Recently, however, a scholarly consensus has formed challenging Augustine's quip. Mark, it is now assumed, was in fact the earliest Gospel to have been written; appropriated as a source by both Matthew and Luke alike (hence the similarities between the "Synoptic" Gospels). We need not follow that rabbit trail further, other than to say that Mark's Gospel must be allocated far greater significance than it has often received, and within its pages we find the earliest Gospel account of the radical, unexpected, incredibly difficult, subversive message of Jesus.

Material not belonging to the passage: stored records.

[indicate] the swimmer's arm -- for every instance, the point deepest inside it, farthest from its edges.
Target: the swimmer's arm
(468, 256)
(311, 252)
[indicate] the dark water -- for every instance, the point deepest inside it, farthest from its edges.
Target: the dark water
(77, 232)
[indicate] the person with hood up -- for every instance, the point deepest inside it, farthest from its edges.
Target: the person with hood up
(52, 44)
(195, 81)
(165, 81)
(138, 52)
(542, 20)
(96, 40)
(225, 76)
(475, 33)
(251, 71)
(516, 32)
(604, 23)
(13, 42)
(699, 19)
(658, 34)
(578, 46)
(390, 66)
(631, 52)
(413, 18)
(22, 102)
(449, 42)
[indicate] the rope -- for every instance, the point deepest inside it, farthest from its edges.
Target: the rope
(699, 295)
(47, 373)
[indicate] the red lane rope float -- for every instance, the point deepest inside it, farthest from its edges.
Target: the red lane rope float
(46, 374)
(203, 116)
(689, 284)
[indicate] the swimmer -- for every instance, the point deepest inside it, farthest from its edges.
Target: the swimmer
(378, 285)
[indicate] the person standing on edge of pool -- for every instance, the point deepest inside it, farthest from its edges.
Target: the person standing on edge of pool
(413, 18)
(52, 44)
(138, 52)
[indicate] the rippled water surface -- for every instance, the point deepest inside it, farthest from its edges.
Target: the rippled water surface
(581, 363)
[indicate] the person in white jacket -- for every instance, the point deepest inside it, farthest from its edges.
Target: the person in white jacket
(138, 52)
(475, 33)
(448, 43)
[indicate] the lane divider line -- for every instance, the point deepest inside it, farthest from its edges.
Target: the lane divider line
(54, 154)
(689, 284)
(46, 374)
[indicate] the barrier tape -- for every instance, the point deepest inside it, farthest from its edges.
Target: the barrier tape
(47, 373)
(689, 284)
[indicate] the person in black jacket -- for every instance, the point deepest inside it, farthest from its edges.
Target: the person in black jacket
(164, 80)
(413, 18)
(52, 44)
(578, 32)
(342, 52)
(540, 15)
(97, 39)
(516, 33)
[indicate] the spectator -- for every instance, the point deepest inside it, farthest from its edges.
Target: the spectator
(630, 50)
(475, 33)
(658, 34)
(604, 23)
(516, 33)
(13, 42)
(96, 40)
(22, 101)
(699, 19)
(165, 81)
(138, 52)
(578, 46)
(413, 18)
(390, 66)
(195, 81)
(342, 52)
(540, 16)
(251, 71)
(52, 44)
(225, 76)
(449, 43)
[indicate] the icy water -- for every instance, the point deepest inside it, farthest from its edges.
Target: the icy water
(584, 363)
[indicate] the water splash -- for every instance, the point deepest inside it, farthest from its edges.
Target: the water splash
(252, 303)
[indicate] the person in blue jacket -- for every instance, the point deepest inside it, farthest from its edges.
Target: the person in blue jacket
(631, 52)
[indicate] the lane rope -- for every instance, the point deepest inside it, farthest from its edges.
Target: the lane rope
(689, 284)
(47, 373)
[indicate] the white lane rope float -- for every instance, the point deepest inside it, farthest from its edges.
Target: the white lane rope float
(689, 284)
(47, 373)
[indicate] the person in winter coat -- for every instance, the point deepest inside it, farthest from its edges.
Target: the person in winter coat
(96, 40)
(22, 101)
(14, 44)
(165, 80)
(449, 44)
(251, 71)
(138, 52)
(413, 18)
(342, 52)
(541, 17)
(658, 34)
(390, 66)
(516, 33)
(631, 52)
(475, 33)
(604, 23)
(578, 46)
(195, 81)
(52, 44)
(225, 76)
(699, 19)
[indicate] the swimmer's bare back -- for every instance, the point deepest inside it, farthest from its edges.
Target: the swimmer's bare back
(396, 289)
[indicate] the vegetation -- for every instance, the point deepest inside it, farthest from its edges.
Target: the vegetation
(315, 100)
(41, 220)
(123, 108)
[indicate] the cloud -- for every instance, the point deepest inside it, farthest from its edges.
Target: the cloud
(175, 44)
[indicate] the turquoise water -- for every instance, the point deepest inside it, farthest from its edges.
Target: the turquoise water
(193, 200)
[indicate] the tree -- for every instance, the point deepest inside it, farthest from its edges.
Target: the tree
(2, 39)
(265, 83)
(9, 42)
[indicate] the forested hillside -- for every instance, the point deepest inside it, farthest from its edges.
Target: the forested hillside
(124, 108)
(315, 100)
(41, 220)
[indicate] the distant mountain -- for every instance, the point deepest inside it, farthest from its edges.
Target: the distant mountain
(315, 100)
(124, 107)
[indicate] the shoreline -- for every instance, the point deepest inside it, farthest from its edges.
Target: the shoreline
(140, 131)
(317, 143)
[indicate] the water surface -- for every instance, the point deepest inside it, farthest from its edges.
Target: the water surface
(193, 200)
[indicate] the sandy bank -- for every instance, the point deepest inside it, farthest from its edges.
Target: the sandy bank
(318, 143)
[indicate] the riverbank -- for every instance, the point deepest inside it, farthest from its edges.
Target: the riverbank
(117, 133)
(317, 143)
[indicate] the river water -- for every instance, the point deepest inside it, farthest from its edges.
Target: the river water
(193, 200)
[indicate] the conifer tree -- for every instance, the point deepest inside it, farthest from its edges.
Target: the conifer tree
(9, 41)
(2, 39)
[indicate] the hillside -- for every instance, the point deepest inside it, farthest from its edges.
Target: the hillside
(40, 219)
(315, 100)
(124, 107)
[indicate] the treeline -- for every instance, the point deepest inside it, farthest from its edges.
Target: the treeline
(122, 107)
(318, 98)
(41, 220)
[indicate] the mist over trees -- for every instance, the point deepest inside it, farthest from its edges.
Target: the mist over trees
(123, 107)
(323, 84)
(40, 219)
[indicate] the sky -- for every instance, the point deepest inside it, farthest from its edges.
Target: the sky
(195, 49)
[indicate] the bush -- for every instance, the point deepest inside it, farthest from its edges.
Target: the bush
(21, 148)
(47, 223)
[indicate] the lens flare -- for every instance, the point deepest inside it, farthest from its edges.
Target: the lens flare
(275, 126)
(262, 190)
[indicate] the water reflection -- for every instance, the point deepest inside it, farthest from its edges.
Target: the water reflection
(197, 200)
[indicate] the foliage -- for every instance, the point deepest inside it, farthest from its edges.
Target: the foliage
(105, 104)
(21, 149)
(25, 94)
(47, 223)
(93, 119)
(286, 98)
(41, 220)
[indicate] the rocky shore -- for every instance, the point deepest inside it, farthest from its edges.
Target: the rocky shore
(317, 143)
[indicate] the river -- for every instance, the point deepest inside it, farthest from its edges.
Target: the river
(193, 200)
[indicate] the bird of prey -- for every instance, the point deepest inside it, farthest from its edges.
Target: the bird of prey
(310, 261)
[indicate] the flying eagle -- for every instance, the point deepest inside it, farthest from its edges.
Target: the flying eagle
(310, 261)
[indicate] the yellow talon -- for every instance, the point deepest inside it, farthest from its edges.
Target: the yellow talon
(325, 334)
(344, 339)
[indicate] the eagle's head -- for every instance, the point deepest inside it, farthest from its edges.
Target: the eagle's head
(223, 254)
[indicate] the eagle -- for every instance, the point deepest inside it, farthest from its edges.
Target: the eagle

As I've been pouring through the secondary literature, I stumbled upon the following quote (Mark as Story, 148) that highlights how the message of Jesus challenges the core cultural values and practices of his day. And as you, my dear reader, ruminate on this passage, may it inspire us to consider how the infinitely-translatable message of Jesus may challenge the cultural values and practices of our day:

The reign of God reverses the direction of purity: instead of withdrawing for fear of defilement, its agents are to spread holiness and wholeness through the holy spirit. Instead of fear of external contact with food and people and places considered to be unclean, followers are now to guard against internal uncleanness in their hearts resulting in actions harmful to others.
The reign of God breaks the patronage cycle: Jesus does not seek followers who are beholden to him; so, instead of seeking honor for healing, Jesus tells suppliants to be quiet and go home.
The rule of God subverts the core value of wealth: instead of wealth seen as a blessing, people are to relinquish their wealth to the poor.
Kinship is reordered: instead of families ordered by patriarchy, the metaphorical kinship relations of the realm of God are structured so that no one serves as father and all are to function as servants to each other.
The core value of honor is redefined: instead of seeking honor in the eyes of others as a mark of status, people are to choose to be least as a means to avoid the destructiveness of competition and to raise others up.
The core definition of power is reconfigured: instead of using authority to dominate for one’s advantage, people are to limit their power and use it to be servants to others.
Even the visceral human drive for survival is challenged: instead of securing life at the expense of others, people are to risk their lives to bring the life-giving words and actions of God’s reign to others.

If the radical, unexpected, incredibly difficult, subversive message of Jesus can bring down all of these barriers that separate people based upon race, status, power, wealth, and honor, how much more can it bring down bigotry, nationalism, xenophobia, economic exploitation, and the evils of mass incarceration.

The only problem is, when Jesus started to dismantle the system, they killed him for it. Is that a price that we--rather, is that a price that I--am willing to pay?